Я вытесняю Грейс за пределы своей жизни, и она не может этого не чувствовать. Я будто слышу ее голос: «Неужели я тебе больше не нужна, Анна?»
Раньше я не могла без нее жить. В детстве Грейс была мне нужнее всех, да и в юности, пока ее не отняли от меня. Но сейчас она действительно мне больше не нужна. И никто не нужен.
Я собралась с силами, глубоко дыша.
– В общем, Нэнси говорит, что я не должна стыдиться своего решения. Грейс даже не знает Бена – остальные-то знакомы с ним много лет.
– А вы, значит, чувствуете себя виноватой?
– Да постоянно, черт побери!
Салли улыбнулась:
– Вам нужно перестать себя корить. Вы взрослый человек и вправе поступать так, как считаете нужным. Но… – она подалась вперед, – если вы не общаетесь с Грейс только потому, что она не нравится Нэнси…
Под ногтями у меня зачесалось, и зуд распространился по рукам, так что кожу начало покалывать. Хотелось высказаться откровенно, попытаться все объяснить, но вместо этого я сказала:
– Вовсе нет. – Не надо говорить о Нэнси или о Грейс. Я сменила тему: – Вы спрашивали о моей матери…
– Да, – кивнула Салли. – Хорошо бы о ней побеседовать.
– Нет, не хочу говорить о ней, – пробормотала я. Видимо, эта тема не выходила у меня из головы после недавних признаний отца.
– Вы можете рассказать, что произошло?
– Да там особо нечего рассказывать… – Я сделала паузу, вспоминая слова отца, которые кое-что для меня прояснили. – Мать ушла, когда мне было четыре года. Ушла насовсем и больше не возвращалась. Вот представьте, вышла из дома на улицу, и больше мы ее не видели.
– Да, это сложно принять и смириться с этим.
Я пожала плечами. То время я помню смутно и до сих пор не знаю, что правда, а что нет. Запах талька всегда живо напоминает мне о маме, о запахе ее кожи, мягкости волос. Правда ли это, или воображение сыграло со мной злую шутку?

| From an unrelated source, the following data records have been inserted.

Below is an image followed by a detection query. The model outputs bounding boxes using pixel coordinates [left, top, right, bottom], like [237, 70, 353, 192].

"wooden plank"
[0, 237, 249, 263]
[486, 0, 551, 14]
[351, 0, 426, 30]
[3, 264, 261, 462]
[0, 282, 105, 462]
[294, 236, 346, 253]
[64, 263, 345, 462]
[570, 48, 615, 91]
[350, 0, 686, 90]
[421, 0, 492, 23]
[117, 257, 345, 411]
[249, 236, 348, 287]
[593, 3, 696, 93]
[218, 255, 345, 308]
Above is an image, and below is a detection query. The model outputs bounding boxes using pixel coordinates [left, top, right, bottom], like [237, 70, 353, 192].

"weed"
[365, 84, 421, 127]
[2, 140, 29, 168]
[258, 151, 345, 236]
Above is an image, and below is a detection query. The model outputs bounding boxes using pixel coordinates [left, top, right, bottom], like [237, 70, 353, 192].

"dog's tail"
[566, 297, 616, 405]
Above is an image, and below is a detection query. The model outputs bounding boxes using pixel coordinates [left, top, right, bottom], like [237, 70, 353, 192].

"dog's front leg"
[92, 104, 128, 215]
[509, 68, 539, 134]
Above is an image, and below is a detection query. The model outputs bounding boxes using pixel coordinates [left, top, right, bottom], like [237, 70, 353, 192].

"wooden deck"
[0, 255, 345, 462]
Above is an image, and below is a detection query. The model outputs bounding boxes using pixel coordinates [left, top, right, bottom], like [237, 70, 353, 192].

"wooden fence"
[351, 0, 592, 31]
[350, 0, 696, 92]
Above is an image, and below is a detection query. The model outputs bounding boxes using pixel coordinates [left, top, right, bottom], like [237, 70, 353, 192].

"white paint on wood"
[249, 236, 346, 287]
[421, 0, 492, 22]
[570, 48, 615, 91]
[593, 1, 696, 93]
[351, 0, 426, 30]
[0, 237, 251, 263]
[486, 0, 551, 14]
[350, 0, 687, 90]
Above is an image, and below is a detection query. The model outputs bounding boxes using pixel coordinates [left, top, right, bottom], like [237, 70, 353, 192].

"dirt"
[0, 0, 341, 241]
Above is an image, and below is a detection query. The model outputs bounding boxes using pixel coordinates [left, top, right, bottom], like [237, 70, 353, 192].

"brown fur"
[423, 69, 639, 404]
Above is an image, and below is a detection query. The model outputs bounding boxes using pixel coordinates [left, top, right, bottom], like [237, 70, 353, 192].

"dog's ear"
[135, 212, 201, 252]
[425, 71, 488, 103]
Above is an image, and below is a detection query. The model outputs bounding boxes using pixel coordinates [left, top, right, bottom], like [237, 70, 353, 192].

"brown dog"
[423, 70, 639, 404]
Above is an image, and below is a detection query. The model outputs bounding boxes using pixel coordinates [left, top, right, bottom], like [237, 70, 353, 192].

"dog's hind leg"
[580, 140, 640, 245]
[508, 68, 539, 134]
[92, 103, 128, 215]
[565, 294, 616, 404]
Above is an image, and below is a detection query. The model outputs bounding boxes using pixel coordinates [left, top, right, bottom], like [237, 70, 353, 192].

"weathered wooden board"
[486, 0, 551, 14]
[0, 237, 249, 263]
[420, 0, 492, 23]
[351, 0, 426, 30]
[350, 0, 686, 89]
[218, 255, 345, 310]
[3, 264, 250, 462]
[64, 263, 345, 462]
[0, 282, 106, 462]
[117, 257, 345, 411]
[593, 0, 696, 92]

Зато я хорошо помню, как много дней после маминого ухода я стояла около калитки и ждала ее, вглядываясь, не мелькнет ли в конце улицы знакомое яркое пальто.
Но настал день, когда я не пошла к забору, и с тех пор как отрезало – я перестала ждать возвращения мамы.

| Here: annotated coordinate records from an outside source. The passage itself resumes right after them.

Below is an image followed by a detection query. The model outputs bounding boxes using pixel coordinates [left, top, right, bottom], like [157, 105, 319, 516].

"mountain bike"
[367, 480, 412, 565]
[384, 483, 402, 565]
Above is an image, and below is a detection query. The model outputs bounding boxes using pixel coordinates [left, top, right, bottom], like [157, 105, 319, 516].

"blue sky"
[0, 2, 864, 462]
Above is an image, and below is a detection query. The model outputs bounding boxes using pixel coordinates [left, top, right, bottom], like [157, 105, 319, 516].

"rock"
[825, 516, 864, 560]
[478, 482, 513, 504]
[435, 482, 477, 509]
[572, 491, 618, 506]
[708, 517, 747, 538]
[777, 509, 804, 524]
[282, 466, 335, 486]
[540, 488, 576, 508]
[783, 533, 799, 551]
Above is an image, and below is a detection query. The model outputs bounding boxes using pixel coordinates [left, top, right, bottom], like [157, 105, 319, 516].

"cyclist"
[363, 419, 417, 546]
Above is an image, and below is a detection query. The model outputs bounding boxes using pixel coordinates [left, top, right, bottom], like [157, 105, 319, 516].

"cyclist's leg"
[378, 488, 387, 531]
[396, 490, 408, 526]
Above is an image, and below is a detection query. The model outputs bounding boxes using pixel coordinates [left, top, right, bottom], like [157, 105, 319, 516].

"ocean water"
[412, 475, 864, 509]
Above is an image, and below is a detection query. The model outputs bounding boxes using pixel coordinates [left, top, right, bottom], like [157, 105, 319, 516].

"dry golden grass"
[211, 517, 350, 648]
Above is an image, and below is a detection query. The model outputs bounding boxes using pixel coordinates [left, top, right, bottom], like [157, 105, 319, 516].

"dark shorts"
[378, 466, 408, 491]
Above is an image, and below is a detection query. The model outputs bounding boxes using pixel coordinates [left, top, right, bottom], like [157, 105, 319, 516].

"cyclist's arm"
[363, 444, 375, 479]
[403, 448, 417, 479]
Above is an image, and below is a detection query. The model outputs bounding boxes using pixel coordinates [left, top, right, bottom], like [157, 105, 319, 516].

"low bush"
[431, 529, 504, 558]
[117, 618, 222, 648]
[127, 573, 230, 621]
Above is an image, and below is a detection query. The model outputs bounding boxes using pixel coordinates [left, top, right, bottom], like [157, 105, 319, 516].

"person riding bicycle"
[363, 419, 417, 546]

– Вы пытались ее искать? – спросила Салли.
Я покачала головой. В детстве отец никогда не говорил со мной о маме. Таким был его способ пережить случившееся – притвориться, будто ее в природе не существовало.
– Папа решительно стер ее из нашей жизни, и я это приняла, потому что была еще маленькой. Но отсутствие матери сказывалось в мелочах: раньше она приходила посмотреть мои балетные выступления, прятала пасхальные яйца в нашем саду, готовила подарок к сочельнику, как позднее делала для меня Кэтрин. А за месяц до смерти папа признался, что знал – рано или поздно она нас бросит. Мать всякий раз угрожала уйти, когда не могла справиться с возникавшими проблемами. Отец сказал, ему стало легче, когда она ушла насовсем, не взяв в привычку появляться и снова исчезать, когда ее это устраивало. Он, так сказать, выдохнул, потому что самое плохое уже произошло. – Помолчав, я добавила: – Отец узнавал о ней через какого-то общего знакомого. Вроде у нее появилась другая семья и родился еще ребенок, но я про это ничего не знаю. А пять лет назад мать умерла. Так я у нее и не спросила, почему она меня бросила. Разве матери так поступают? Когда родился Итан, я поняла, что не смогу простить свою мать. Ей нет оправдания, вы согласны? Ничто в мире не может оправдать женщину, которая бросила своего ребенка.